As part of the Boundary Way arts and heritage project I set up a partnership with Julie’s Bicycle,  a London based charity  that  supports the creative community to act on climate change and environmental sustainability. The team took part in two workshops with project manager Lucy Latham from Julie’s Bicycle to examine how the arts can play a role in inspiring climate change action. 

Lucy outlined the science behind climate change and the significant role of arts and culture to inspire climate change action. She highlighted a range of artist’s responses and helped us to examine our own practice and the role our work can play. 

Since then I have continued to develop this work and embed sustainability into our working processes. This has encompassed; 

  • A session led by plot-holders Howard and Phil exploring  the principles of permaculture and how these can be applied to development and programming at Boundary Way.  
  • Experiments with a range of creative activities using found materials from our site including; land art, natural toolmaking, cookery, plant dyeing, Hapa Zome, crayon rubbing and sensory play.  
  •  We are developing an environmental policy for the project and explored ways of working that minimise our environmental impact. 

Webinar: Improving Biodiversity (Opportunities for Cultural Heritage Venues and Sites)

“How do historic city centres support biodiversity and habitat protection, reinforce natural processes and connect with their local natural environments? This webinar will take a look at case studies and recommendations from different cultural heritage sites on how biodiversity has been incorporated to add both natural and cultural value.”

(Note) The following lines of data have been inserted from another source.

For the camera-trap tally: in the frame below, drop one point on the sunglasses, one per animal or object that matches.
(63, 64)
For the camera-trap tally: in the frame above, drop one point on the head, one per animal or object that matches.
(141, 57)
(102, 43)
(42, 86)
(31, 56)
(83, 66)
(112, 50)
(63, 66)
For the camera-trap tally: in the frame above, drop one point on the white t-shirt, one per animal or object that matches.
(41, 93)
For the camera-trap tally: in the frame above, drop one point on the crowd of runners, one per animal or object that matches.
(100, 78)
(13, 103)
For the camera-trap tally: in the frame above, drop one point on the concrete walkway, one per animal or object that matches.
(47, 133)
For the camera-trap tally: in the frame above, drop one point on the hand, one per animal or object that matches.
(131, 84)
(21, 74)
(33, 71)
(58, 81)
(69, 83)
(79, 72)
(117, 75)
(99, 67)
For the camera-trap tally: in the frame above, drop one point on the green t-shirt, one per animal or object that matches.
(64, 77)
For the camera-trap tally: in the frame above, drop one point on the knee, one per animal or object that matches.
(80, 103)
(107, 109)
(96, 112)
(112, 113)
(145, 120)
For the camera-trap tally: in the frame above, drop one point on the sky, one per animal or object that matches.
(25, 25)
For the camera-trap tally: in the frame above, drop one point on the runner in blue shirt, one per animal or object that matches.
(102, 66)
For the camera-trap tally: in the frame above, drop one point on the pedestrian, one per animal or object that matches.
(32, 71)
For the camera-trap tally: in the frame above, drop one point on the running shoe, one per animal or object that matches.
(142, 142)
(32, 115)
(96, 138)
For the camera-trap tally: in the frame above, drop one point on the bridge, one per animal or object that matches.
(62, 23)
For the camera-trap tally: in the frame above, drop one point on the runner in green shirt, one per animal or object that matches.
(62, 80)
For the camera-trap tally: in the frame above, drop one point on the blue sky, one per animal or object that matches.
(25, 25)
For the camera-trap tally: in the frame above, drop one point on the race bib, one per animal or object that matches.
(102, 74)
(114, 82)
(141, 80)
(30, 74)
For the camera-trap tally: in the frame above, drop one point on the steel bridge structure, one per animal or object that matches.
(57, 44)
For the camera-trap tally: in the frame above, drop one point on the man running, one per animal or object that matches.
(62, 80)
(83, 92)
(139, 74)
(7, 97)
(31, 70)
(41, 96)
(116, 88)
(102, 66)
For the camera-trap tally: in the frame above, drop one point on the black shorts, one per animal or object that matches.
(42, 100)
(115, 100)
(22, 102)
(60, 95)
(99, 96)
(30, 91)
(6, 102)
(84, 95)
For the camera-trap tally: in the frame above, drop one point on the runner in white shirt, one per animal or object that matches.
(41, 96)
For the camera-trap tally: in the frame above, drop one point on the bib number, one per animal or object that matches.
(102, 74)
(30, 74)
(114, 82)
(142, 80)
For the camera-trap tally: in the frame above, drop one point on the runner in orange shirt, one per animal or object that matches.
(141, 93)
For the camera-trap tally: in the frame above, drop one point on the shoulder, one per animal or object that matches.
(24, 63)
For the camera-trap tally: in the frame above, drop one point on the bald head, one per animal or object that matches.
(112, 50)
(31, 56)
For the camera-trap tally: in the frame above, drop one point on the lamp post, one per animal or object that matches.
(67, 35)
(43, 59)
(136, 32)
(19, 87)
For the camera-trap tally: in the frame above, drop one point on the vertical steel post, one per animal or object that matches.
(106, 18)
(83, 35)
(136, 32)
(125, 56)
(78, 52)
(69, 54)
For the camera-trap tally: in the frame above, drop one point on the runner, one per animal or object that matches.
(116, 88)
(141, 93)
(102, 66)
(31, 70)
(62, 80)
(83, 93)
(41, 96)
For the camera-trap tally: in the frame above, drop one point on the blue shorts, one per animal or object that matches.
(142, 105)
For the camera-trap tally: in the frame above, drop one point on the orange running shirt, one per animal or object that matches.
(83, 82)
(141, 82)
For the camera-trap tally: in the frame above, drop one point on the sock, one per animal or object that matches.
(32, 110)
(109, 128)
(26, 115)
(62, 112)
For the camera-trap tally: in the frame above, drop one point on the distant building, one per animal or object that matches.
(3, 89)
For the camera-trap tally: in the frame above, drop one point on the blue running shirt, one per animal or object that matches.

I was a guest speaker on the Webinar, Improving Biodiversity: Opportunities for Cultural Heritage Venues and Sites, with Julie’s Bicycle on 23rd May 2019. The Boundary Way Project was used a case study for this webinar.


Sustainability Statement

In my working practice I am committed to reducing and avoiding where possible any activities that will impact negatively on the environment, working in a way that is inclusive and focusing on projects that raise awareness of biodiversity, nature connection and wellbeing…

Read my Sustainability Statement here.

The Beyondness of Bees 

Boundary Way hosted this exhibition and workshop in April and May 2019. The project, inspired by honey bees was devised by artists Sue Brisco and Elise Stewart. Their idea focuses on microscopic examination of bees as inspiration for artwork in drawing and textiles. It goes beyond the familiar and explores first-hand a bee’s magnified hairy body vital for pollen grains to attach for pollination, or the ethereal translucent architectural details in the wing or the fascinating compound eye with hundreds of individual lenses. It also explores ultra-violet bee vision with light box drawings.  

The exhibition presented microscope observations and drawings of bee specimens made directly from the eye piece and demonstrates how these have been translated into stunning stitch piece embroideries.  

Sue and Elise received funding for this project through a Creative Black Country Open Access Award and developed it in collaboration with Wildside Activity Centre.